Memoise All The Things

On python caching strategies

Posted by Katie McLaughlin on November 30, 2015

I had no idea that memoisation was a thing yesterday. Sure, I knew that a good idea was to save results for later, but I didn’t know about this concept.

What’s also nice is just how simple it was able to be implemented in Python[0].

In octohatrack, I have a number of functions that call out to various parts of the GitHub API. I refactored a bit of the underlying to make these calls take only a URI, and output only a parsed JSON blob.

From there, all that needed to be added was a @memoise function decorator, which I declared to be such:

from functools import wraps

cache = {}

def memoise(wrapped):
  def wrapper(*args, **kwargs):
    key = args[0]
    if key not in cache:
       cache[key] = wrapped(*args, **kwargs)
    return cache[key]

  return wrapper

Now as I understand it, what this enables is for a cache dict to store the results of any function calls with this dectorator.

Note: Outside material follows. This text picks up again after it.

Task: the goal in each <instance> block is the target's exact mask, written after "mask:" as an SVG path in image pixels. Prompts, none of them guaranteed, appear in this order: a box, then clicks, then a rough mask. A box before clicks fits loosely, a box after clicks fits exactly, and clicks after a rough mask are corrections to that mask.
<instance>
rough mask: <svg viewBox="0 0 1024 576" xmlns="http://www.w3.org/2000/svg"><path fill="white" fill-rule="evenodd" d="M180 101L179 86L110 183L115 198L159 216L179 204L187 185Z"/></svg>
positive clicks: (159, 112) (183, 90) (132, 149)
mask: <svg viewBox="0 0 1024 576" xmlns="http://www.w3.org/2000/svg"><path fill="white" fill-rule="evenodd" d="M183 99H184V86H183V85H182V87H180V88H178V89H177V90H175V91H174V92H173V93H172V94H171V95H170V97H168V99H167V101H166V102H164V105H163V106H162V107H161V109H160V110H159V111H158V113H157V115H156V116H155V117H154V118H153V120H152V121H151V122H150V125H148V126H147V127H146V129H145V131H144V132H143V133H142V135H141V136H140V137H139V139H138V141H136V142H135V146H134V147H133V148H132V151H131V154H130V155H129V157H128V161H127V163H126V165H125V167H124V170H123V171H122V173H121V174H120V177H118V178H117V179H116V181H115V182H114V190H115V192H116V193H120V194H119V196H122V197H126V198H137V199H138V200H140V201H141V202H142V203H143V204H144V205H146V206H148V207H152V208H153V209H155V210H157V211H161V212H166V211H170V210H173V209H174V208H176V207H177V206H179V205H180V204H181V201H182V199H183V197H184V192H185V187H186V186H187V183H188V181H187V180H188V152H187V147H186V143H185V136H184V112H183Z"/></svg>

This is extremely useful for long-running processes, as this is all stored in memory.

However, in the case of octohatrack, I run the script once and then it stops. My use case is to have the cache live longer than the memory allocation for the python process.

json.dump to the rescue!

I can’t hear yaml.load without it being in an American accent, but in this particular case, I’m using json.dump and json.load to export/import results from prior API calls without any validation (apart from “Is the cache file valid JSON?”. This is probably not the best idea in a web-client, or where the input of the JSON file is from untrusted sources.

But for the case of an isolated script running on a local file system, I’m sure it’s fine.

So what I do is run the json.load on the cache file when the program aunches. Simple enough. But on exit, there’s a fancy Python thing you can do:

import atexit

cache_file = "cache_file.json"

# Always run on exit
def save_cache():
  with open(cache_file, 'w') as f:
  json.dump(cache, f)


The save_cache() call will always be run on exiting the program, succesful or not. This means that if, say, the GitHub API rate-limiting kicks in, the program should dump what it got to file. Once the rate-limiting timeout expires, running the program again will not have to re-run the calls from the last iteration, since they will be stored in the cache file, and thus loaded into memory on start.

This should mean that octohatrack can finally do longer running calls where the amount of API calls required to process an entire GitHub repo exceeds the rate limit. Neat!

[0] - This is still an open Pull Request at the time of writing. If you can suggest any improvements, please do!